Mark the files you want to check for duplicates. For example to mark all jpg files you would type %m to mark files matching a regexp and type .*\.jpg
Now execute the command `dired-show-marked-duplicate-files' and after a short delay (in my test 80 jpg photos took about 5 seconds) you'll see a buffer called 'Duplicated files' which contains a list of the files which have the same contents.
Next steps for this little project will be to give you an interactive way to delete the duplicated files. I haven't decided quite how I'd like that to work, drop me an email if you have an idea. I've been thinking about perhaps resetting which files are marked so that only the duplicates are marked. At that point you can then hit R to move them to another spot, or delete them with x.
Now some comments about the code involved...
Most of the work is done in the function dired-show-marked-duplicate-files.

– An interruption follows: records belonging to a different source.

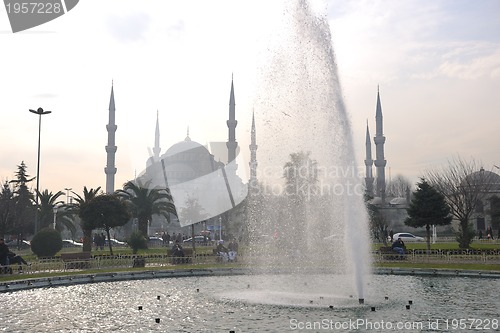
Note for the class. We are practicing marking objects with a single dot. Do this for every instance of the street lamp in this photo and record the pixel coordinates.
(220, 228)
(39, 112)
(67, 193)
(54, 209)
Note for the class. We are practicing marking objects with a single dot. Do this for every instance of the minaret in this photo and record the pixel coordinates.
(110, 169)
(253, 158)
(231, 125)
(380, 161)
(156, 148)
(368, 163)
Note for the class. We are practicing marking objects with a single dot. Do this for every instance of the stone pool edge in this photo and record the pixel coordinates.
(46, 282)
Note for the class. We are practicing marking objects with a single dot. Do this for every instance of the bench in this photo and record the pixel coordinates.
(77, 260)
(387, 253)
(187, 259)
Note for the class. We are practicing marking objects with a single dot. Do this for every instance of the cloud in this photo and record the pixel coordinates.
(129, 28)
(472, 61)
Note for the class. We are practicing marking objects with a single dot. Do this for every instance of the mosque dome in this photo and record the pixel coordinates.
(187, 160)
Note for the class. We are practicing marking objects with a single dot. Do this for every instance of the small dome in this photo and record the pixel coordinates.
(376, 201)
(399, 201)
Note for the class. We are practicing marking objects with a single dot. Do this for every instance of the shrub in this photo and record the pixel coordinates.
(137, 241)
(46, 243)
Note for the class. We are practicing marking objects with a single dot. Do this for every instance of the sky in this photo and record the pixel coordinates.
(435, 63)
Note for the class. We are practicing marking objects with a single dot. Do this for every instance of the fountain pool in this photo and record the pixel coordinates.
(244, 304)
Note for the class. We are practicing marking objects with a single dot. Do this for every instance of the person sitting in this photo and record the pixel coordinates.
(177, 252)
(232, 250)
(399, 246)
(17, 259)
(222, 252)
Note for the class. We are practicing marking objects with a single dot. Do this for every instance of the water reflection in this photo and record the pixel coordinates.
(248, 304)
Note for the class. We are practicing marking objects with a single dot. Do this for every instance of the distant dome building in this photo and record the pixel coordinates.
(488, 184)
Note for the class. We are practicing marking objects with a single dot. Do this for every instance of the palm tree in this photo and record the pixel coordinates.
(88, 195)
(146, 202)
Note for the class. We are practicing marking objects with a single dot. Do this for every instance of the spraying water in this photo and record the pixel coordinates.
(307, 214)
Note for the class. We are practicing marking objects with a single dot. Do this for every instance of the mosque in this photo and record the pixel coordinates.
(203, 186)
(195, 174)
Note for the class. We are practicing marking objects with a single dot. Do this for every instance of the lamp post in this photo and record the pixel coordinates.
(220, 228)
(39, 112)
(54, 209)
(67, 194)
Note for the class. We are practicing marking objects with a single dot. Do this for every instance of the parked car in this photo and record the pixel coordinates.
(407, 237)
(155, 241)
(115, 242)
(197, 240)
(71, 243)
(24, 244)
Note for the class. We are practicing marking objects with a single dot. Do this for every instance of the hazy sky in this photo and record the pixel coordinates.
(437, 64)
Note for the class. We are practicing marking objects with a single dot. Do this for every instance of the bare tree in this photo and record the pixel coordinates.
(464, 185)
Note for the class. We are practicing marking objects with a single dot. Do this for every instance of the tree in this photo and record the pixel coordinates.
(24, 210)
(495, 212)
(428, 207)
(105, 211)
(75, 208)
(147, 202)
(378, 223)
(464, 187)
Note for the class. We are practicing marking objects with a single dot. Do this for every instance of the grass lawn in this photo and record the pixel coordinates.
(474, 267)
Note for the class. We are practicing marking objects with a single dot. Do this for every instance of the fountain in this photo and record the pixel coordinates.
(313, 265)
(317, 221)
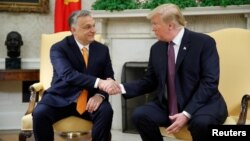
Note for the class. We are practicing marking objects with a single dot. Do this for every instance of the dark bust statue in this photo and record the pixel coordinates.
(13, 42)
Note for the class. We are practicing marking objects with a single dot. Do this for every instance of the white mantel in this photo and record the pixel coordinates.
(129, 37)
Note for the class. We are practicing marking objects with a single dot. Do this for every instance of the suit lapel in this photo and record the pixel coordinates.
(183, 49)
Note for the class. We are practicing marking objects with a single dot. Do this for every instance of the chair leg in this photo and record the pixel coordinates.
(23, 135)
(110, 137)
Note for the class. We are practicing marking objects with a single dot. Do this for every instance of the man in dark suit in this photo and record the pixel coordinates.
(196, 79)
(71, 74)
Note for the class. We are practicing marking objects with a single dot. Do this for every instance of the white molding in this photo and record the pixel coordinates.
(26, 63)
(191, 11)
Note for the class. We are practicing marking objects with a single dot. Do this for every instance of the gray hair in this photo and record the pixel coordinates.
(75, 15)
(169, 12)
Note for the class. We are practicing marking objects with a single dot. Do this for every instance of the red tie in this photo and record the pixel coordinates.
(172, 103)
(82, 99)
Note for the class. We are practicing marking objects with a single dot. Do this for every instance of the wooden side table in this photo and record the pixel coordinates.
(19, 75)
(27, 76)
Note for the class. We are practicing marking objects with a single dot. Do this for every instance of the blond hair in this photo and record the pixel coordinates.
(169, 13)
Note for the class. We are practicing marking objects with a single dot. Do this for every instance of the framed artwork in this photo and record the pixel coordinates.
(30, 6)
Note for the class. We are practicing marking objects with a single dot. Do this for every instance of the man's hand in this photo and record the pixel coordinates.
(110, 86)
(93, 103)
(178, 121)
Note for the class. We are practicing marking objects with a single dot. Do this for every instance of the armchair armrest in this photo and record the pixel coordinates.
(243, 111)
(35, 89)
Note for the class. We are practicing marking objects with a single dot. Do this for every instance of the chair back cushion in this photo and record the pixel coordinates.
(233, 45)
(46, 70)
(47, 41)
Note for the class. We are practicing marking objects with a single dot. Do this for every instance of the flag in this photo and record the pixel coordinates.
(63, 9)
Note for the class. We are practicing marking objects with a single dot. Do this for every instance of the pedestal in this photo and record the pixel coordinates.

First line " (interactive)" makes it an interactive function, meaning the user of emacs can invoke it.
"(if (eq major-mode 'dired-mode)" will check that we're in the right kind of buffer, because it makes no sense to run this in another mode.
In order to find the duplicate files I just need to walk the list of marked files, generate the md5 value of the contents of each one and add it to hash table. The keys in the hash table will be the md5, and the values will be a list of files with that md5. Once we've done that, finding duplicates is a simple matter of walking the hash table keys and displaying any where the value has multiple entries.
"(let ((md5-map (make-hash-table :test 'equal :size 40)))" Creates the hash table, making sure we use 'equal to match our filenames.
"(let ((filenames (dired-get-marked-files)))" this gets the marked files as a list of filenames
The next little bit of code is just to store the item in the hash table after getting the md5. There's no function in emacs to get the md5 of a file, but you can get the md5 of a string, so I wrote a helper function for getting the contents of a file into a temporary buffer first.
(defun md5-file(filename)
"Open FILENAME, load it into a buffer and generate the md5 of its contents"
(interactive "f")
(with-temp-buffer
(insert-file-contents filename)
(md5 (current-buffer))))
Finally I want to display the results, so I create a buffer and then use maphash (walks the keys of a hash table executing a function on each) with a helper function `show-duplicate' which simply writes the values of the hash table entry into that buffer.